Lucid Platform Claims to Dispatch Over 100,000 Messages Daily
The Lucid platform facilitates message delivery via iMessage and RCS, capitalizing on their E2EE features to maintain a higher delivery rate compared to traditional SMS phishing tactics, as highlighted in a report by Prodaft. Additionally, the messages sent through this platform are more cost-effective than SMS, given the lack of operator fees involved.
One of the alleged device farms utilized to send messages via iMessage.
Photo Credit: Prodaft
To ensure a substantial volume of messages can be sent through iMessage, Lucid operates large iOS device farms that utilize rotating and temporary Apple IDs. In contrast, RCS messages are sent by exploiting inconsistencies in carrier implementation related to sender verification.
The phishing messages are crafted to manipulate users into clicking on links that lead to various phishing websites established across more than 1,000 domains owned by the attackers. For instance, some messages deceive users into completing phony toll payments to evade fines. Notably, when using iMessage, recipients may be prompted to respond, as links remain disabled in new texts from unfamiliar senders.
The phishing websites are pre-configured to enable cybercriminals to gather sensitive information from users, such as credit card details.
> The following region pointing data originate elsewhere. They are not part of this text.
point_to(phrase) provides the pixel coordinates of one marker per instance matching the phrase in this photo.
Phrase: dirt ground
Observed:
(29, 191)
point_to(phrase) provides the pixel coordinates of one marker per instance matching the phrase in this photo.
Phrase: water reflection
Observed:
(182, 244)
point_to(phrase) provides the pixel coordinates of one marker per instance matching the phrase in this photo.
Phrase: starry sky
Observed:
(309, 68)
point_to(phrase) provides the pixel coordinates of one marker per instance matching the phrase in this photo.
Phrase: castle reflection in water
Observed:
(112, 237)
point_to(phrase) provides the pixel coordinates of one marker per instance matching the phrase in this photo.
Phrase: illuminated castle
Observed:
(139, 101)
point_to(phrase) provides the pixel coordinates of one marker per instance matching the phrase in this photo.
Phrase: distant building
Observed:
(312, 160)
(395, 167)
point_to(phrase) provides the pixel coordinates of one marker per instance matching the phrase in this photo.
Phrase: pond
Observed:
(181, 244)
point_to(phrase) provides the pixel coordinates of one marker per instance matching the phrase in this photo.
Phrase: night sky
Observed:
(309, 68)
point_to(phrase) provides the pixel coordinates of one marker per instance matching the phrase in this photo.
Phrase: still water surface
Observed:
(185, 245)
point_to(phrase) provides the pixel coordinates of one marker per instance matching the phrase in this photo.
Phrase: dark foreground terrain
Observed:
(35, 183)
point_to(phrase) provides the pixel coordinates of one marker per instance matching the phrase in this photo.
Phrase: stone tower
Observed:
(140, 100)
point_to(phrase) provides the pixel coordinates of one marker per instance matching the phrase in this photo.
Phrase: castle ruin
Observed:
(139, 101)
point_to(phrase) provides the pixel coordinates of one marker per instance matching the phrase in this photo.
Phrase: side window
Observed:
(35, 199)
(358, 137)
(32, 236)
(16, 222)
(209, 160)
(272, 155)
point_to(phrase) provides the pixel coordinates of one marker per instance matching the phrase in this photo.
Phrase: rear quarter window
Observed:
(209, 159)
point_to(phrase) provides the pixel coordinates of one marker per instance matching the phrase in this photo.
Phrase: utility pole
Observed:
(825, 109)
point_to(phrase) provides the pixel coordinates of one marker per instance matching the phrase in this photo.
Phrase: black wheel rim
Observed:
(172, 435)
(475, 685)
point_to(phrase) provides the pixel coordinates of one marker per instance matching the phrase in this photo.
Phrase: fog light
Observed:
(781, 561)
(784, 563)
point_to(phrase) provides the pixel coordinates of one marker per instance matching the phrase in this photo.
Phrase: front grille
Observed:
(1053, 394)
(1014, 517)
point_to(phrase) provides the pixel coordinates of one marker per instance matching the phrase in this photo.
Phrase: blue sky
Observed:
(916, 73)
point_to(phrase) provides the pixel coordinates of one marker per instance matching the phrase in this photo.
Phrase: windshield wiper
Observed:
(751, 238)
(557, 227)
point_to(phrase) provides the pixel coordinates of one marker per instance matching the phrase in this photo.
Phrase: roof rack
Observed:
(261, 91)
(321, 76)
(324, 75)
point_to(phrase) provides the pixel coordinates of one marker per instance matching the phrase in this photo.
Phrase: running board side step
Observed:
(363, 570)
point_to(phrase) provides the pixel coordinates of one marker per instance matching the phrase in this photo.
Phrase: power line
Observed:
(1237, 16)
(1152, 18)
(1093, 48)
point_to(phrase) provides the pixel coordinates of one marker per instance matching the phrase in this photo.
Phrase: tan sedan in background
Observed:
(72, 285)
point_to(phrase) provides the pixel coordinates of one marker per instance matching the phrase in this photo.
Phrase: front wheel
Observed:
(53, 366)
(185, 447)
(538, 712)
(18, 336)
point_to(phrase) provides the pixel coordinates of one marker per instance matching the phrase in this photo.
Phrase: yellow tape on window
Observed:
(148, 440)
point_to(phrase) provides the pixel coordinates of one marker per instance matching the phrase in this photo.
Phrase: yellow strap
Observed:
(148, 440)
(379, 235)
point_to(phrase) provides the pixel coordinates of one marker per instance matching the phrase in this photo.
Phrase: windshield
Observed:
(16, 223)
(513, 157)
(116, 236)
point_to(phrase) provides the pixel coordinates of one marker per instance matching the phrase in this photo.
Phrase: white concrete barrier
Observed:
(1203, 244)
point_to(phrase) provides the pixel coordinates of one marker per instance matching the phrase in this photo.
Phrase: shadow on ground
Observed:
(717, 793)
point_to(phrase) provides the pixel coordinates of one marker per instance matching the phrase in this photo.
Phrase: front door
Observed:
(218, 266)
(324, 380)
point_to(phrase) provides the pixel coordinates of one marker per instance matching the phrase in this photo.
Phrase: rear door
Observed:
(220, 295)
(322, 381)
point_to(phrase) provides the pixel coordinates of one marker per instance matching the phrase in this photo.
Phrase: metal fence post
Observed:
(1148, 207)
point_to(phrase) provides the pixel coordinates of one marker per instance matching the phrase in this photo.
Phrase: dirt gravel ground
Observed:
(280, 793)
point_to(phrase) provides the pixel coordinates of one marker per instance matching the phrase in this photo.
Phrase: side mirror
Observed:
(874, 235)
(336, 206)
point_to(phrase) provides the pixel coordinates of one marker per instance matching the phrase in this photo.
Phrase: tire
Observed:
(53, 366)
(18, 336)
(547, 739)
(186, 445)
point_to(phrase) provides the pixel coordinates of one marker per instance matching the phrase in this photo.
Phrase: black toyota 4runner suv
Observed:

These details can then be validated through a tool to verify their authenticity before being utilized or sold.
According to researchers, the Lucid platform is run by a Chinese group identified as XinXin. Access to this platform is marketed on a weekly basis via a Telegram channel. This group is also believed to be involved with other platforms like Darcula and Lighthouse, which offer comparable PhaaS functionalities.
To guard against these phishing schemes, users are encouraged to avoid clicking on links included in messages from unrecognized senders. If there are doubts about the credibility of a message, users can verify the sender’s information by searching for official contact details online or logging into relevant services to check for any outstanding payments.